頭に軽く被った白く丸い帽子には、所々汚れが着いた赤いリボンが巻かれている。
八雲紫、この消滅現象にいち早く気がつき、食い止めようと独自で世界までも作り上げてしまった「胡散臭い女」。
そして誰よりもその世界を愛し、守り抜いてきた彼女とは、しばらくぶりの再会だった。
あの大戦の後、別れてから一度も噂は聞けど彼女とは会ったことはなかった。
だがまあ「胡散臭い女」のことだから、どこか見えないところで、図々しい天狗のごとく盗撮行為に励んでいたのかもしれないが…
過去に誇った実力は何処へやら、今の紫には生気と言うものが全く感じられない。
辛うじて、いつもの胡散臭い笑みは健在だったが、それも彼女の姿 を見てしまうと無理をしているようにしか見えないのだ。
その時代々々に合った服装を着ている彼女にしてみれば、今の格好は少し時代錯誤なもので、普段の彼女の性格からは考えられないものだったからだ。
「あら、誰かと思えばスキマじゃない。アナタまだ死んでいなかったのね」
スキマ……彼女の事をそう呼ぶものは多い。
賢者とも呼ばれる実力を持っていた彼女も能力を持っている。
その能力が彼女のあだ名の由来にもなった、肉弾戦ではなく能力ありで戦っていたら、悔しいが私に勝ち目は無い。 その皮肉を込めて私は彼女をスキマと呼んでいる。
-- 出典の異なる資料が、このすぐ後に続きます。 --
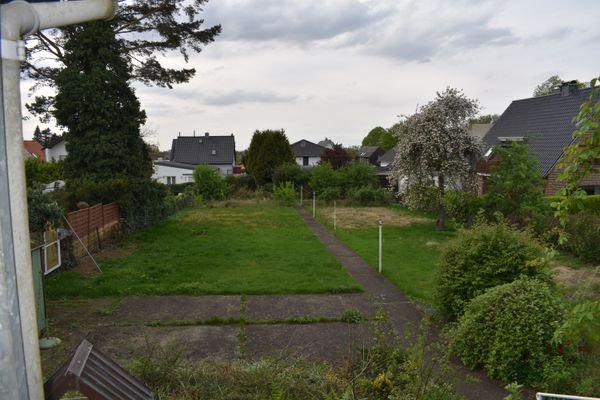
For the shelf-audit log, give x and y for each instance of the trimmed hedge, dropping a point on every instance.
(508, 330)
(588, 203)
(480, 258)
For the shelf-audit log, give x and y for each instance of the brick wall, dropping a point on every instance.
(553, 186)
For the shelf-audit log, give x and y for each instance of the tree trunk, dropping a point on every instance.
(441, 222)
「ええ、久しぶりね風見幽香…私が此処に来た理由はもう分かっているわよね」
紫は肩にかけていた洋風の丸みを帯びたデザインの紫色の傘をそっと地面におろし、瞳に涙をためて私の方へと近づいて きた。
その足取りはおぼつかなく、とても過去に賢者と言われていた者には思えない。
「先日、幽々子が消滅したわ、私の大切な友人たちは、皆私の前からいなくなってしまった」
帽子に巻かれた赤いリボンに手を触れ、紫は辛そうに顔を潜めた。
友人か、私も彼女の友人に入っていたのか、それは嬉しいが、この状況でそれを言われても悲しいだけだ。
悔しいから口には出さないけれど。 かすれる声で、今にも壊れてしまいそうな儚い足取りで歩く紫を、 私はそっと抱きとめる。
軽い、紫の身体は普通なら考えられないほど軽かった。
しっかりと感触はあるのだが、まるっきり質量が感じられない、すかすかの軽石のようとも、まるで風船を触っているかのような虚しい感覚にも思えた。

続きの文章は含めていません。